BARCELONA, 27 (EUROPA PRESS)

La Audiencia de Barcelona ha condenado a 44 años y siete meses de cárcel a la panadera Ana María A., que en mayo de 2012 asesinó a dos ancianas de Mataró (Barcelona) a las que también robó en sus domicilios, aunque cumplirá una pena máxima de 30 años de prisión.

El primer crimen se produjo el 17 de mayo por la mañana: se personó en el piso de una de las mujeres, de 86 años, en el Passatge Enric Fité, sabiendo que estaría sola en la vivienda y que la víctima le dejaría entrar porque la panadera era amiga de su hija, según la sentencia a la que ha tenido acceso Europa Press.

Cuando estaba en la cocina “le propinó numerosos golpes en la cabeza” con un objeto contundente y con algo cortante le hizo varios tajos en el cuello hasta matarla; una vez muerta, la panadera registró cajones y armarios para robar unos 4.000 euros en efectivo, además de dos anillos, un collar de perlas y un reloj de oro, entre otros objetos.

Cinco días más tarde y también por la mañana, fue al piso de la calle Pompeu Fabra de otra anciana, de 81 años, a la que conocía desde hacía tiempo porque era clienta habitual de la panadería-cafetería que regentaba.

Después de que la dejase entrar, y ya en la cocina, “con el propósito de matarla, le atacó golpeándola en la cabeza con un objeto contundente y clavándole un arma blanca en diversos y numerosos puntos de la cabeza y del tórax”, según el fallo de la Sección Séptima de la Audiencia.

Cuando ya había perdido el conocimiento, registró la vivienda pero los objetos de valor estaban guardados en una caja fuerte; se marchó llevándose solo un 'nomeolvides' con el nombre de la víctima inscrito.

El tribunal ha concluido que “la única conclusión factible” tras las pruebas practicas es que la acusada fue la autora de las dos muertes y que el móvil de los crímenes podría ser económico, porque Ana María A. tenía varias deudas.

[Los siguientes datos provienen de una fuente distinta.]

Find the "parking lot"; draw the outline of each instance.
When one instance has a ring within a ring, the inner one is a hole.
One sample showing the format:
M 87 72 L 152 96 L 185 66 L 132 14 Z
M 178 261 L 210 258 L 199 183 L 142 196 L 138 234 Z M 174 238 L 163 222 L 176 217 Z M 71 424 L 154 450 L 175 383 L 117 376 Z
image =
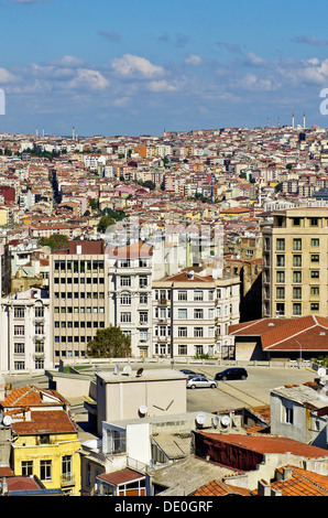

SIN TRASTORNOS DE PERSONALIDAD

El fallo alude a que los informes psicológicos de la acusada sobre su personalidad no detectaron “ningún tipo de anomalía que explique la comisión de unos actos tan crueles” y únicamente recogen rasgos obsesivos, hipocondríacos y con tendencia a la tristeza.

Concretamente, la Audiencia le condena a 20 años de cárcel por el asesinato de la primera víctima, 16 por el segundo y ocho años y siete meses más de prisión por los dos robos con violencia en casa habitada; también deberá indemnizar con 80.905 euros a los familiares de una de las ancianas y 25.000 a los de la otra.

En su declaración en el juicio el 9 de marzo, Ana María A. negó haber cometido los dos crímenes aunque sí reconoció que había salido del establecimiento esos dos días por la mañana como dijo que había habitualmente.